Located on a site that was once a stormwater retention pond, the development is the result of a partnership between APAH and the Fairfax County Redevelopment and Housing Authority (FCRHA).
“Oakwood Meadow shows that underutilized, vacant public property can be transformed into something beautiful that serves the people of our community,” said Jeffrey C. McKay, chairman of the Fairfax County Board of Supervisors. “It also is an example of how affordable housing is—and can be—everywhere across Fairfax County.”
In addition to the contribution of public land, Fairfax County and the FCRHA invested $5.25 million in local Housing Blueprint funding, nearly $12.6 million in bond financing, and awarded project-based vouchers.
Additional financing includes both 4% and 9% low-income housing tax credits awarded by Virginia Housing and nearly $30 million in equity investments from Bank of America.
Oakwood Meadow features 6,000 square feet of amenity space, including community rooms, a game room, a library, a sunroom and gardening space, package lockers, a fitness center, laundry on each floor, shuttle service, and an outdoor lounge space with a playground for visiting family.
In addition, the property fully embraces universal design, allowing residents to independently age in place.

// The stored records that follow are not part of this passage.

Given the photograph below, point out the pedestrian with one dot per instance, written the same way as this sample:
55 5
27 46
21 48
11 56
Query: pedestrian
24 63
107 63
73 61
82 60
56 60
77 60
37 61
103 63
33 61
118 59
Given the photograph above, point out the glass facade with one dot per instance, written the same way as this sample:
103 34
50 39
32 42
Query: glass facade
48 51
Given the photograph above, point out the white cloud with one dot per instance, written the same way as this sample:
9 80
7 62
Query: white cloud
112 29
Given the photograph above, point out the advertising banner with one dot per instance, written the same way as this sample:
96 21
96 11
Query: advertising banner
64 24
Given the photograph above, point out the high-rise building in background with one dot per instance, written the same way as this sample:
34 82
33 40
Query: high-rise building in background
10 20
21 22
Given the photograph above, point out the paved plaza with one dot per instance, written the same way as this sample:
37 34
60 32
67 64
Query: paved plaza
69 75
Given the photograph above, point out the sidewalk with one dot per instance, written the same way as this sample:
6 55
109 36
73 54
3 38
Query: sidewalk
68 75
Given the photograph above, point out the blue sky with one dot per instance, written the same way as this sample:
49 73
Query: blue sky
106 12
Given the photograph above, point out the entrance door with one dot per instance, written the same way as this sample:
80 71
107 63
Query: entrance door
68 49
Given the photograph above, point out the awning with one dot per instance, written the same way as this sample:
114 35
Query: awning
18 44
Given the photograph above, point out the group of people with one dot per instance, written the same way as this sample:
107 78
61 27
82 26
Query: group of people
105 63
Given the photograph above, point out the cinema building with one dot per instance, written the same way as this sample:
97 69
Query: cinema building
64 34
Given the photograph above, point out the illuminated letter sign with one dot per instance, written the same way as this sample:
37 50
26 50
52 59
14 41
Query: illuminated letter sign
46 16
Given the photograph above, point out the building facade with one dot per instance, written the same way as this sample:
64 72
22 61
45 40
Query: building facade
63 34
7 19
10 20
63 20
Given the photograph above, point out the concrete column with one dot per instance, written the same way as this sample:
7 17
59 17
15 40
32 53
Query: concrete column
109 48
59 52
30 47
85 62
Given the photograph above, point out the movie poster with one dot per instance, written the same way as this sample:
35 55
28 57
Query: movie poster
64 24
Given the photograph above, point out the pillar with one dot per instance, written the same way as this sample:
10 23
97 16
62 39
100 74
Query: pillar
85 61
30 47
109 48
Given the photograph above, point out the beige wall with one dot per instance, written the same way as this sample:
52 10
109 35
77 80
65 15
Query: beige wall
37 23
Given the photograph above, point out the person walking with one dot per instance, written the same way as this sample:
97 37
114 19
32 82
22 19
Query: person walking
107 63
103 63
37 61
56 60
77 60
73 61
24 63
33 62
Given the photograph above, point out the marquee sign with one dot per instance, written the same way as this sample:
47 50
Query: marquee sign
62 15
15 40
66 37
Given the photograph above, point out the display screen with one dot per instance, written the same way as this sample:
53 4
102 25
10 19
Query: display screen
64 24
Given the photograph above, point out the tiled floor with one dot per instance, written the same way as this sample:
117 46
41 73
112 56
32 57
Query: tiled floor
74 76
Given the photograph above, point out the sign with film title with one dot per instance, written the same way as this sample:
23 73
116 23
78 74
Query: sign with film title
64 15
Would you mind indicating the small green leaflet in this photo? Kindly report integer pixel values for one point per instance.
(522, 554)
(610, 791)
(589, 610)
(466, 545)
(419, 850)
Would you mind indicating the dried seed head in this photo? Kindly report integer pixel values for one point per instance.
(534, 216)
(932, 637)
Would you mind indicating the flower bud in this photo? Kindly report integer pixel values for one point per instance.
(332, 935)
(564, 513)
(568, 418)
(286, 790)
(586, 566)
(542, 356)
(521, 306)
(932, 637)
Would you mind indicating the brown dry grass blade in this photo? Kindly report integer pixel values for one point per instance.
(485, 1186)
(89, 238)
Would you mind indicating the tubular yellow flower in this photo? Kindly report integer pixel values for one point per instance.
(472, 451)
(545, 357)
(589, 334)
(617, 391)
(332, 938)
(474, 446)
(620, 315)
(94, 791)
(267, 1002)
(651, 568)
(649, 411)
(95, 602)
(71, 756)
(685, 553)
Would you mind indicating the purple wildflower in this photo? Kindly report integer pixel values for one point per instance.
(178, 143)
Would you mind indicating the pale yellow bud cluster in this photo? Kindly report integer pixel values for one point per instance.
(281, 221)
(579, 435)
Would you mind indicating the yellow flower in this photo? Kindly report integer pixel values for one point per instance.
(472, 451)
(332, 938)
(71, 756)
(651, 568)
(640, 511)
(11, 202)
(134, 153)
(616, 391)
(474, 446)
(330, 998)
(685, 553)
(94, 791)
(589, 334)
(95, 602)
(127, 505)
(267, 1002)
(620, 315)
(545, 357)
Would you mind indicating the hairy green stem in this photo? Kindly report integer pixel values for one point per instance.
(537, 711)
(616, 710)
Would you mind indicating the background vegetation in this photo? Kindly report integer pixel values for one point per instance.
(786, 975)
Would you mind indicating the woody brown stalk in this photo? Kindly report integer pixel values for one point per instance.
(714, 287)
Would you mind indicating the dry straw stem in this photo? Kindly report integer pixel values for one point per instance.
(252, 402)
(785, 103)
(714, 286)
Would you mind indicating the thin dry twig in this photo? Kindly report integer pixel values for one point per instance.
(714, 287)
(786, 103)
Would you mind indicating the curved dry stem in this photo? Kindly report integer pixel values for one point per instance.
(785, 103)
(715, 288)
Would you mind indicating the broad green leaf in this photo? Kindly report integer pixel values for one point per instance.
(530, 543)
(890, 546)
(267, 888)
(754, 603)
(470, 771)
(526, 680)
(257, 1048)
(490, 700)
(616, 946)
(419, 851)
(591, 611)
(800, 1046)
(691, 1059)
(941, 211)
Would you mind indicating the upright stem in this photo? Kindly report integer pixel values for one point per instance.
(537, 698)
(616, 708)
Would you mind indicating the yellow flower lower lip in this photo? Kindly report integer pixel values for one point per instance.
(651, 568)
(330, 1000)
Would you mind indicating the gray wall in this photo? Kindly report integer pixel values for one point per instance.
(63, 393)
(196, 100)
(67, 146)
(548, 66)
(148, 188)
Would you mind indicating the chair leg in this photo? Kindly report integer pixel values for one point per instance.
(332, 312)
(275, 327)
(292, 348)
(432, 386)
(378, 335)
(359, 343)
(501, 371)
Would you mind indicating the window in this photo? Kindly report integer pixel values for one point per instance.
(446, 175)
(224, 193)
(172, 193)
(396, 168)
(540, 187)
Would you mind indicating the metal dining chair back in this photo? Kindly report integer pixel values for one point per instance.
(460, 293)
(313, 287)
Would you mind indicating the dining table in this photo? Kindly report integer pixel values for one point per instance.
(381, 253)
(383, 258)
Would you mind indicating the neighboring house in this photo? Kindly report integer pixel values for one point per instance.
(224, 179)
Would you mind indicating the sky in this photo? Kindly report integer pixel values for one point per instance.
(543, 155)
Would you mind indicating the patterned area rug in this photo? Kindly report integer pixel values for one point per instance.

APAH’s on-site resident services staff offers programming and support informed by the residents. Supported by a partnership with Fairfax County Neighborhood Community Services, residents will enjoy on-site grocery distribution, recreational and educational opportunities such as craft nights, computer literacy programming, and transportation assistance.
“Oakwood Meadow is our first project in Fairfax County and our second senior community,” said APAH president and CEO Carmen Romero. “We have an obligation to meet the growing need of this population and provide quality, affordable places for people, especially our seniors, to call home.”